Sweet and savory glaze coats juicy pork tenderloin. Perfect for a weeknight dinner or special occasion.


Ingredients

Units Scale
  • 1 cups (237 ml) smooth apricot preserves
  • 1/4 cups (60 ml) balsamic vinegar
  • 2 tablespoons lemon juice
  • 1 teaspoon herbes de provence
  • kosher salt
  • freshly ground black pepper
  • 1 lbs (567 g) pork tenderloin

Instructions

  1. Take the pork out of the fridge.
  2. Preheat oven to 425°F (220°C).
  3. Combine the preserves, vinegar, lemon juice, and herbes de provence in a small pot.
  4. Bring to a simmer over medium heat and keep at a simmer for about 10 minutes, until thickened.
  5. Season to taste with salt and pepper.
  6. Pour some of the glaze into a small bowl for serving.
  7. Place the pork on a parchment-lined baking sheet and season all over with salt and pepper.
  8. Brush generously on all sides with the glaze and bake for about 15 minutes, or until the pork registers 140-145°F (60-63°C) on a meat thermometer.
  9. Let the pork rest for at least 10 minutes before slicing.
  10. Serve with additional glaze.

Notes

  • For a richer glaze, use apricot jam instead of preserves.
  • To prevent overcooking, use a meat thermometer to ensure the pork reaches the proper internal temperature.
  • Leftovers can be stored in the refrigerator for up to 3 days and reheated in the microwave or oven.
  • Prep Time: 5 minutes
  • Cook Time: 15 minutes
  • Category: Main Course
  • Method: Roasting
  • Cuisine: French-Inspired

Nutrition

  • Serving Size: 6 oz
  • Calories: 350
  • Sugar: 15
  • Sodium: 300
  • Fat: 20
  • Saturated Fat: 5
  • Unsaturated Fat: 12
  • Carbohydrates: 15
  • Fiber: 2
  • Protein: 30
  • Cholesterol: 80

Frequently Asked Questions

How do I know when the pork tenderloin is done?

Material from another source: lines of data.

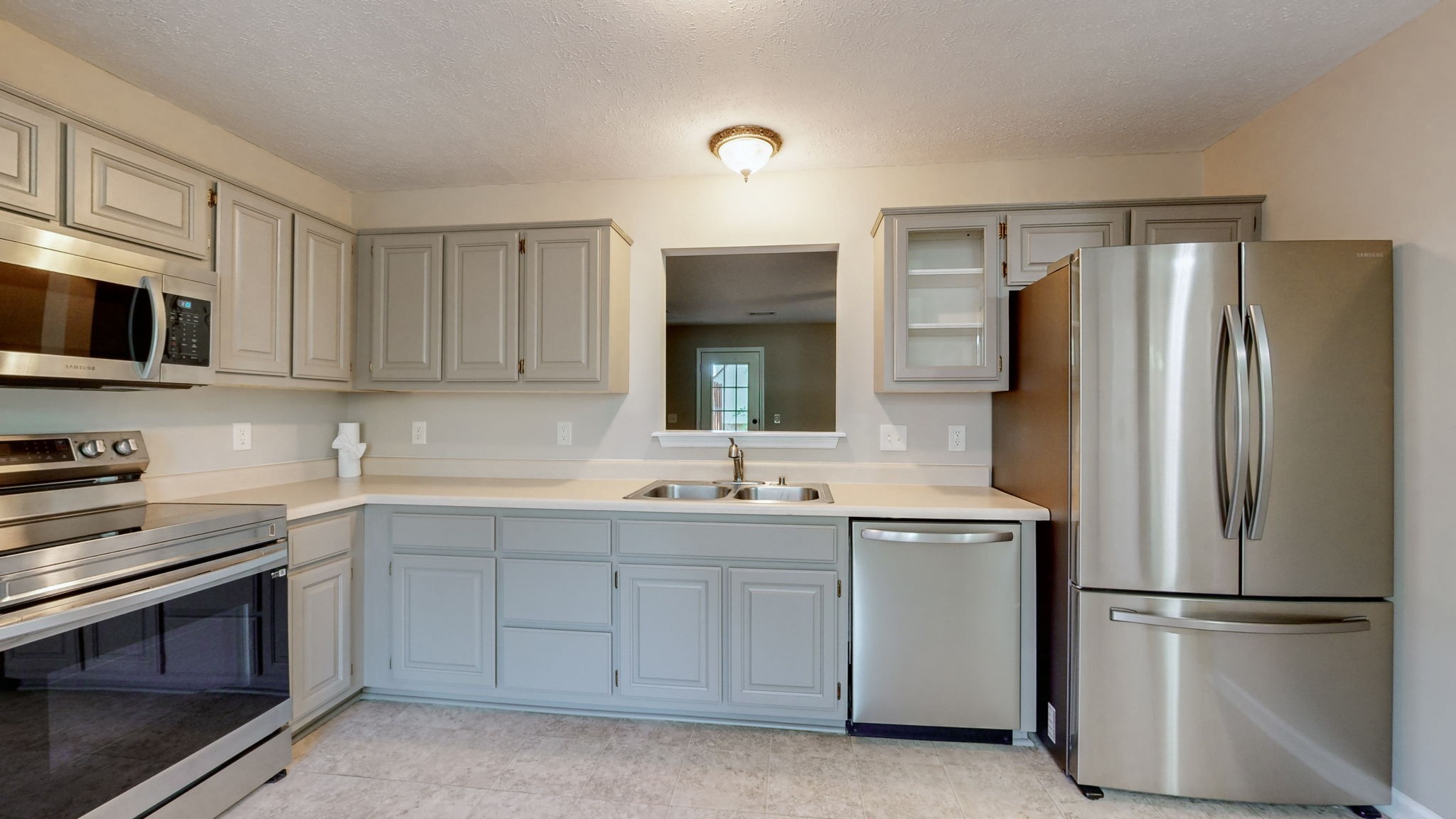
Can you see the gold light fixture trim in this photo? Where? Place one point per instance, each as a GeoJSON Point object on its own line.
{"type": "Point", "coordinates": [744, 149]}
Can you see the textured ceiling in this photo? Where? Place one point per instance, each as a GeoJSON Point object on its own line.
{"type": "Point", "coordinates": [797, 287]}
{"type": "Point", "coordinates": [404, 94]}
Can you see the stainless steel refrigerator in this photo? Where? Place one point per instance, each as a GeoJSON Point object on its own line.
{"type": "Point", "coordinates": [1211, 427]}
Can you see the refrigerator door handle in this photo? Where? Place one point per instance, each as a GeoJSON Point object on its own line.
{"type": "Point", "coordinates": [1232, 488]}
{"type": "Point", "coordinates": [936, 537]}
{"type": "Point", "coordinates": [1246, 627]}
{"type": "Point", "coordinates": [1260, 491]}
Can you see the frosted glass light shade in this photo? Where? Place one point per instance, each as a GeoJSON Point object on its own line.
{"type": "Point", "coordinates": [744, 149]}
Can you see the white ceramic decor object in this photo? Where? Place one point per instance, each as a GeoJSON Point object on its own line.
{"type": "Point", "coordinates": [350, 451]}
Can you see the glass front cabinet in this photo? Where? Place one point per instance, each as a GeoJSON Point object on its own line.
{"type": "Point", "coordinates": [941, 304]}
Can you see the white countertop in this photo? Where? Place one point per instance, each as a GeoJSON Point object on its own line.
{"type": "Point", "coordinates": [308, 499]}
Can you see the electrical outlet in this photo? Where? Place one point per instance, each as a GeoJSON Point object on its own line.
{"type": "Point", "coordinates": [957, 439]}
{"type": "Point", "coordinates": [893, 437]}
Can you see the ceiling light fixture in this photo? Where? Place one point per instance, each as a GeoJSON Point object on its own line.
{"type": "Point", "coordinates": [744, 149]}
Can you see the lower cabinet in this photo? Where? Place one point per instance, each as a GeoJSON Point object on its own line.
{"type": "Point", "coordinates": [321, 660]}
{"type": "Point", "coordinates": [672, 633]}
{"type": "Point", "coordinates": [443, 620]}
{"type": "Point", "coordinates": [782, 637]}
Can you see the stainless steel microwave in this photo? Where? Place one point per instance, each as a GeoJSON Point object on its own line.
{"type": "Point", "coordinates": [76, 314]}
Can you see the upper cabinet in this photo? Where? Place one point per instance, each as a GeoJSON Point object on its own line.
{"type": "Point", "coordinates": [322, 301]}
{"type": "Point", "coordinates": [254, 283]}
{"type": "Point", "coordinates": [482, 306]}
{"type": "Point", "coordinates": [1037, 238]}
{"type": "Point", "coordinates": [29, 149]}
{"type": "Point", "coordinates": [1215, 222]}
{"type": "Point", "coordinates": [122, 191]}
{"type": "Point", "coordinates": [941, 304]}
{"type": "Point", "coordinates": [407, 276]}
{"type": "Point", "coordinates": [518, 309]}
{"type": "Point", "coordinates": [286, 295]}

Use an instant-read thermometer. Pork tenderloin is safe and juicy at an internal temperature of 145F. Let it rest for 5 minutes before slicing.

Can I use a different type of fruit preserves?

Peach or fig preserves both work well with the balsamic and lemon. Stick with a smooth preserve rather than chunky for even coating.

What are herbes de Provence?

A dried herb blend from southern France, typically containing thyme, rosemary, oregano, marjoram, and lavender. It is sold at most grocery stores in the spice aisle.